Example (explicit database + table, no bulk-writer parent):

{ "bulkWriterNodeInstanceId": 42, "tableName": "csv_a1b2c3d4", "maxRows": 100 }

Example (explicit database + custom SQL):

{ "analyticsDatabase": "bulk_ni_42", "sql": "SELECT heat_session_id, COUNT(*) AS row_count FROM \"csv_a1b2c3d4\" GROUP BY heat_session_id", "outputTableName": "session_counts", "maxRows": 5000 }

Example (parent bulk writer supplies database; only SQL needed):

{ "sql": "SELECT COUNT(*) AS total FROM \"_ingested_outputs\"", "outputTableName": "ingest_summary", "maxRows": 1 }

Use qualifiedFrom values from a writer catalog when building SQL manually.
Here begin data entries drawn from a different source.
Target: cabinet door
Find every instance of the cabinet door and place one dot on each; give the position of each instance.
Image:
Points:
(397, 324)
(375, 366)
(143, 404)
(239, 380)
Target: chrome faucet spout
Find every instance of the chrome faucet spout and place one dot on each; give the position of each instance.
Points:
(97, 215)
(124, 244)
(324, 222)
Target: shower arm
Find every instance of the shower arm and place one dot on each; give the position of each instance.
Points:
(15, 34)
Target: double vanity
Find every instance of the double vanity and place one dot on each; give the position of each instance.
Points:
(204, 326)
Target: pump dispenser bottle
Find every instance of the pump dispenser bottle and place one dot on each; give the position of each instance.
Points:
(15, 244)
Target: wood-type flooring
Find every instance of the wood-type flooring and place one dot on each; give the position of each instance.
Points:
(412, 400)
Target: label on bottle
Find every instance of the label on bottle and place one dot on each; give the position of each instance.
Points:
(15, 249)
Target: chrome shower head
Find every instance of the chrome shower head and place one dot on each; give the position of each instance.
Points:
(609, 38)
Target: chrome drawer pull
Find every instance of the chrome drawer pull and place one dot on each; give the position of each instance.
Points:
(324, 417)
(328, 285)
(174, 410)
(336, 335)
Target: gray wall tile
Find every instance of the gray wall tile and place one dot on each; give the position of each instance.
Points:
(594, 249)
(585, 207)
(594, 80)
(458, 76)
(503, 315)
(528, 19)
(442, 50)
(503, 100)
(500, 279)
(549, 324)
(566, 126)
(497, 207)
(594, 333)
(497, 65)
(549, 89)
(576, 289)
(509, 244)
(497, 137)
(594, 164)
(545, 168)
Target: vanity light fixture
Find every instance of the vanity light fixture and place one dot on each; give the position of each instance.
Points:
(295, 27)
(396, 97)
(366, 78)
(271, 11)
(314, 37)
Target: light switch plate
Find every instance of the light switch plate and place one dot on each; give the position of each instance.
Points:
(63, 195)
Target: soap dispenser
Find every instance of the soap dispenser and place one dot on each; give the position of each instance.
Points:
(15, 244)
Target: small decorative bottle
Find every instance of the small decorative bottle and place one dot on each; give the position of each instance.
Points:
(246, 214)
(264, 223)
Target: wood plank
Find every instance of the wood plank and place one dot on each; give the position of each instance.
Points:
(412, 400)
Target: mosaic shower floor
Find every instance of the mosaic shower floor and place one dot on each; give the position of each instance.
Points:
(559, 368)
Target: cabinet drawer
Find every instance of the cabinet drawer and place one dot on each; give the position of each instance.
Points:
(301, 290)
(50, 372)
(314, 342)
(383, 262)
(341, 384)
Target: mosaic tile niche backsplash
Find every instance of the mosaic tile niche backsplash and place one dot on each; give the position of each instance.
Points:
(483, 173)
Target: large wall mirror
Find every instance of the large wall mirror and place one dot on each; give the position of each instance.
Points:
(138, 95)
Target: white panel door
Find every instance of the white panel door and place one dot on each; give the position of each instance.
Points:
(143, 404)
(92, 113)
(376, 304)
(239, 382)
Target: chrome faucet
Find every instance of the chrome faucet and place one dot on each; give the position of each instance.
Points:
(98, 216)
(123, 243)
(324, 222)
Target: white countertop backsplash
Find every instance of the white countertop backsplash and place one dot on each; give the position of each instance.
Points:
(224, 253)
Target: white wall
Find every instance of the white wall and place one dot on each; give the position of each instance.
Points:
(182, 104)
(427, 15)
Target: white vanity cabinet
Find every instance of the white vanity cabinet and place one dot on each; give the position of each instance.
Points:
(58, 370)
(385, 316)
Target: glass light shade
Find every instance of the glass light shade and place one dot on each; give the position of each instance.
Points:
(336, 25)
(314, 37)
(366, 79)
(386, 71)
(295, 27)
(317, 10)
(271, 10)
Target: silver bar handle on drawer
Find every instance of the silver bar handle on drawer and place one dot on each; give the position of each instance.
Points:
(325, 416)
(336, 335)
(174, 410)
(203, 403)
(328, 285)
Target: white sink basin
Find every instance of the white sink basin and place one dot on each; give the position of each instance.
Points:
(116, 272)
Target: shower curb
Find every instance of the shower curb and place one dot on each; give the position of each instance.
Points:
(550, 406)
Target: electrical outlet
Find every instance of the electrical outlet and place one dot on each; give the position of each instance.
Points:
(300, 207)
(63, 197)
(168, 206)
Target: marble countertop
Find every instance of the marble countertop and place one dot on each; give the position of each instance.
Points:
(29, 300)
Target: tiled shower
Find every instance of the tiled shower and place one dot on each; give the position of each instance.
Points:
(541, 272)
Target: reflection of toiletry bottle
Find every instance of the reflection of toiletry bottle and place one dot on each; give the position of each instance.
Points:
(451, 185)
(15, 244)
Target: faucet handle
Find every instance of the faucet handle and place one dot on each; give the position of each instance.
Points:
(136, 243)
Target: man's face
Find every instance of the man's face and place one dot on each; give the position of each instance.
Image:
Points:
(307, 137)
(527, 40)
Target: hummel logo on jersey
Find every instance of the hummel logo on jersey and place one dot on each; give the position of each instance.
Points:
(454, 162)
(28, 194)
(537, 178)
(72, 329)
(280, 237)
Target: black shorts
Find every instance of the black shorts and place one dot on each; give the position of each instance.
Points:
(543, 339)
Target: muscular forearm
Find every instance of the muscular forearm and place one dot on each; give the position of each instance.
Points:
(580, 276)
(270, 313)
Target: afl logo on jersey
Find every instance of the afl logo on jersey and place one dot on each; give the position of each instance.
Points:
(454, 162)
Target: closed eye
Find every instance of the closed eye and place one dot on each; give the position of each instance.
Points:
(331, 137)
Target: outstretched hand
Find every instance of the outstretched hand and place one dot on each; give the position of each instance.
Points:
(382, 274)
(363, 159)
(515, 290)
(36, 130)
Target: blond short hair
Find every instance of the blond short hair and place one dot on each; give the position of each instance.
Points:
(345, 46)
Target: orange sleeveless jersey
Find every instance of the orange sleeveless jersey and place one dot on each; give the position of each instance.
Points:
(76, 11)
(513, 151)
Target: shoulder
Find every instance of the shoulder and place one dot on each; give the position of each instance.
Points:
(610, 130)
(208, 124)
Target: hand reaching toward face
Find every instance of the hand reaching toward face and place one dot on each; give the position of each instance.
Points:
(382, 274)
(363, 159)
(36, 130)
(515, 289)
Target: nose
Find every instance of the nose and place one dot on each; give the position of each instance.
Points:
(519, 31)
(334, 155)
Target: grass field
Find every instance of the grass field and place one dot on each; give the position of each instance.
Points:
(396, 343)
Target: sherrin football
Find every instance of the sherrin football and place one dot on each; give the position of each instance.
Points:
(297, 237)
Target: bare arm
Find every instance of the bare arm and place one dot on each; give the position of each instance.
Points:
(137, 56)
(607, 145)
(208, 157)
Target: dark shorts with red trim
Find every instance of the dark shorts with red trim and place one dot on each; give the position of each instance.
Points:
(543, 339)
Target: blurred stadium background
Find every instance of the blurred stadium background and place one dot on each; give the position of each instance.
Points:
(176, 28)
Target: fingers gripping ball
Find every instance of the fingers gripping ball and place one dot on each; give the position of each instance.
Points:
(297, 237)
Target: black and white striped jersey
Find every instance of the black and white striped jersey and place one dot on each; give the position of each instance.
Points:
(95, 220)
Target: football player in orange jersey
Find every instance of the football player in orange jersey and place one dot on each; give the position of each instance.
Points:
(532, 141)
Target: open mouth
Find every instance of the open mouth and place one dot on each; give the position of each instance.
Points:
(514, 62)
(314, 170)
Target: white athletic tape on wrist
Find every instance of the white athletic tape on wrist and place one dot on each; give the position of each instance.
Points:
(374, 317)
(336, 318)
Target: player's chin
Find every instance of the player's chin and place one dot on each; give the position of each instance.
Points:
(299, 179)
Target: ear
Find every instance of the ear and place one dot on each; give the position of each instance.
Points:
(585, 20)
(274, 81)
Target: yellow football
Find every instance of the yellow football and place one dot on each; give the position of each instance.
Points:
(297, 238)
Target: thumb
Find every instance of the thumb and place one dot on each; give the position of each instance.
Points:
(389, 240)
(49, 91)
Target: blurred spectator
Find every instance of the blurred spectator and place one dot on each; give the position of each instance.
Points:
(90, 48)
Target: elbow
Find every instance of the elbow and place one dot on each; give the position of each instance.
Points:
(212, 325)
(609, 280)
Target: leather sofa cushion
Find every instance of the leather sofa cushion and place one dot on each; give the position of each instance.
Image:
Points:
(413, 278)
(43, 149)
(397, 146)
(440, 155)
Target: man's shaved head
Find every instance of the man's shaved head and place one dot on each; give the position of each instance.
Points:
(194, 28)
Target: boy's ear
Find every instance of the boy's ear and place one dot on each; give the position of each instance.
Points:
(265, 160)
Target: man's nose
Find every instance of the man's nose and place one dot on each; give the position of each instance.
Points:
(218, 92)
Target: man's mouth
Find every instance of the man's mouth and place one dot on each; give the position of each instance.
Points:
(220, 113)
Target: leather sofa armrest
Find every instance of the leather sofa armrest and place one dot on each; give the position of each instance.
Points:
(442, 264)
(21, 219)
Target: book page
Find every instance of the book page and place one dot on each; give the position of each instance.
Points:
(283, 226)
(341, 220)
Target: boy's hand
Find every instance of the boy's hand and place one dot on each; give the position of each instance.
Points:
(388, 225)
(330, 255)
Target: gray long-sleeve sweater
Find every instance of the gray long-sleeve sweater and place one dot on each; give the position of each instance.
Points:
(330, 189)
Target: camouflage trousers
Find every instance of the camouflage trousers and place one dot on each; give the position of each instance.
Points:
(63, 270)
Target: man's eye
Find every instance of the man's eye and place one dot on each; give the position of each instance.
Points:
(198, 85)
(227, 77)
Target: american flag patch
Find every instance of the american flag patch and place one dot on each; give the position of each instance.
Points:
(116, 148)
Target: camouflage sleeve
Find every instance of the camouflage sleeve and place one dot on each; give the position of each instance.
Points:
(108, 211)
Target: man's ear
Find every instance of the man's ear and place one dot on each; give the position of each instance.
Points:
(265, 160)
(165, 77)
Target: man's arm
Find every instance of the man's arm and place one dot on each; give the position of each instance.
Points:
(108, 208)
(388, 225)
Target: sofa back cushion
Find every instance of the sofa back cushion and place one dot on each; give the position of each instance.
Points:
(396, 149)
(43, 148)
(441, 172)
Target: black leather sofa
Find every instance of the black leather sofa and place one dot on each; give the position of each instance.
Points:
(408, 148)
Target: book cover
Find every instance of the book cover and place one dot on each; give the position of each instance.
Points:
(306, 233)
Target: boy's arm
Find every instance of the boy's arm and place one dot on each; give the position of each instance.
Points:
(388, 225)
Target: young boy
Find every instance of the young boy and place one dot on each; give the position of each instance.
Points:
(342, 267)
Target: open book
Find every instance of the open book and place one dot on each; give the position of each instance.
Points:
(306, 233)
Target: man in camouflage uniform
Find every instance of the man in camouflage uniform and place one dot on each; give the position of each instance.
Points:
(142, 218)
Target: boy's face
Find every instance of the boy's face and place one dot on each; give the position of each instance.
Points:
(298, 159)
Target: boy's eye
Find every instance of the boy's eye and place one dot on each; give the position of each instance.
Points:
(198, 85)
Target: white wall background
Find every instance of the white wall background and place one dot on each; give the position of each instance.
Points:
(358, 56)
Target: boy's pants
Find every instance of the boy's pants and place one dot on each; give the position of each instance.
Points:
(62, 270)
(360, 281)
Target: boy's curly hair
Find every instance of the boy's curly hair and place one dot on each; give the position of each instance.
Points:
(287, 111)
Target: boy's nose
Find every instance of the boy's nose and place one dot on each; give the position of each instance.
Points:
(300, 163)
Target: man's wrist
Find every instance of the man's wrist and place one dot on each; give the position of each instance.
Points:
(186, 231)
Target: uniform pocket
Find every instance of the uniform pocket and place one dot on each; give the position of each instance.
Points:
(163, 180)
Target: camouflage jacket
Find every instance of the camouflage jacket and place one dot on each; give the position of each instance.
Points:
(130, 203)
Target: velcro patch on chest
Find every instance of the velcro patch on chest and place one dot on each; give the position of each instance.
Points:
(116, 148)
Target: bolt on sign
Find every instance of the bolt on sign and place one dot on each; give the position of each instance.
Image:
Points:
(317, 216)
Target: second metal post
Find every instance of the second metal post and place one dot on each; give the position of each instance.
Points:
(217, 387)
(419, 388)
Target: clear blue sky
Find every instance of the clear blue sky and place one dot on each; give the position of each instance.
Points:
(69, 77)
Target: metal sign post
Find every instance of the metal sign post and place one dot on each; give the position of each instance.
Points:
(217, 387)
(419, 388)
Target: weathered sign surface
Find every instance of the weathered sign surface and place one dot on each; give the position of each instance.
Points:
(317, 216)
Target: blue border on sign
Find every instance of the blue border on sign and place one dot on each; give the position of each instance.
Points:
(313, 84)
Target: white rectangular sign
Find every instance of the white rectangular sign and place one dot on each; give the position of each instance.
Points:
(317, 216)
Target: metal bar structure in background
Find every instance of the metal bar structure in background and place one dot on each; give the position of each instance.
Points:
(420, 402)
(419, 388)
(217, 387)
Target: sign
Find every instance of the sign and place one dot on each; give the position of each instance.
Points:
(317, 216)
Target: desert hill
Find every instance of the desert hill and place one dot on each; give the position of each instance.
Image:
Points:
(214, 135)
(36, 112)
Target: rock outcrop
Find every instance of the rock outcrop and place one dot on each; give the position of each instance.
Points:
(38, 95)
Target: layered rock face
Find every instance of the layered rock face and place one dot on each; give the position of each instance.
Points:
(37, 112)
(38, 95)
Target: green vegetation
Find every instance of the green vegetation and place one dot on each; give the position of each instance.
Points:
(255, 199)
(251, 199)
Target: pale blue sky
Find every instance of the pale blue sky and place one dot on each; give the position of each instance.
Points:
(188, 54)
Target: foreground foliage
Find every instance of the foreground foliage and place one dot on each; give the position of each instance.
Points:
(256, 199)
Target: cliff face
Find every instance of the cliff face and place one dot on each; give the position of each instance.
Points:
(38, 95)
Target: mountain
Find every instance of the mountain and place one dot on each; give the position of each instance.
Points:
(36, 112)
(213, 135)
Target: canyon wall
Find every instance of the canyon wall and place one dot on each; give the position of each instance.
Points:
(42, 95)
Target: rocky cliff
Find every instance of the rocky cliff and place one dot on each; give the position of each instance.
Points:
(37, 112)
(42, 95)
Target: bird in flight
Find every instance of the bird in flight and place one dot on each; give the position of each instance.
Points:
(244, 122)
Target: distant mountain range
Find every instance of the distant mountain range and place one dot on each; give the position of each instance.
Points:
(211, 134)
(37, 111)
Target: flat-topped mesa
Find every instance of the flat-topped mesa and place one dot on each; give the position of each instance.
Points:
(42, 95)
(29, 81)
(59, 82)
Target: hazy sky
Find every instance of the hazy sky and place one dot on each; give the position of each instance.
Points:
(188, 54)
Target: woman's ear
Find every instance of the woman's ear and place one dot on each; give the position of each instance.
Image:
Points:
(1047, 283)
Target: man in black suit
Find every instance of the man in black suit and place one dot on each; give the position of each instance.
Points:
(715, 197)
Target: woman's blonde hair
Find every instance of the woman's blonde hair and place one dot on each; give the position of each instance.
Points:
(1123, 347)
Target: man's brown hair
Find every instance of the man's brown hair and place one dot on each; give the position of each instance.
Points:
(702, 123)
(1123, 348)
CSV columns are stored with inferred Postgres types (bigint, double precision, boolean, timestamptz, uuid, or text); use the catalog valueKind field for portable typing in downstream tools. Range filters and aggregates work natively on typed columns without CAST.

Output format

outputFormatWhen to useArtifact
auto (default)Single sql / tableName queryCSV (text/csv)
autoqueries[] with multiple entriesJSON tabular envelope
csvForce CSV export for one queryCSV
jsonDownstream nodes (for example system-arbex-js) that read tables.columns / tables.rowsJSON

CSV output is a standard header row plus data rows, suitable for download or spreadsheet import. Set "outputFormat": "json" when a child node expects the JSON envelope (see bulk-analytics-arbex-sample).

JSON output shape

{ "tables": { "session_counts": { "columns": ["heat_session_id", "row_count"], "rows": [ ["11111111-1111-1111-1111-111111111111", 42] ] } } }

Security and limitations

  • Only SELECT / WITH … SELECT statements are accepted. Writes, DDL, COPY, and multiple statements are rejected.
  • analyticsDatabase must match the bulk_ni_{nodeInstanceId} naming convention.
  • Requires a reachable HEAT Bulk Analytics DB (analytics Postgres pod and registered DataSource).
  • Large scans can be slow; use maxRows and narrow SELECT lists.
  • Node fails with ProcessingFailed when analytics Postgres is unavailable or SQL is invalid.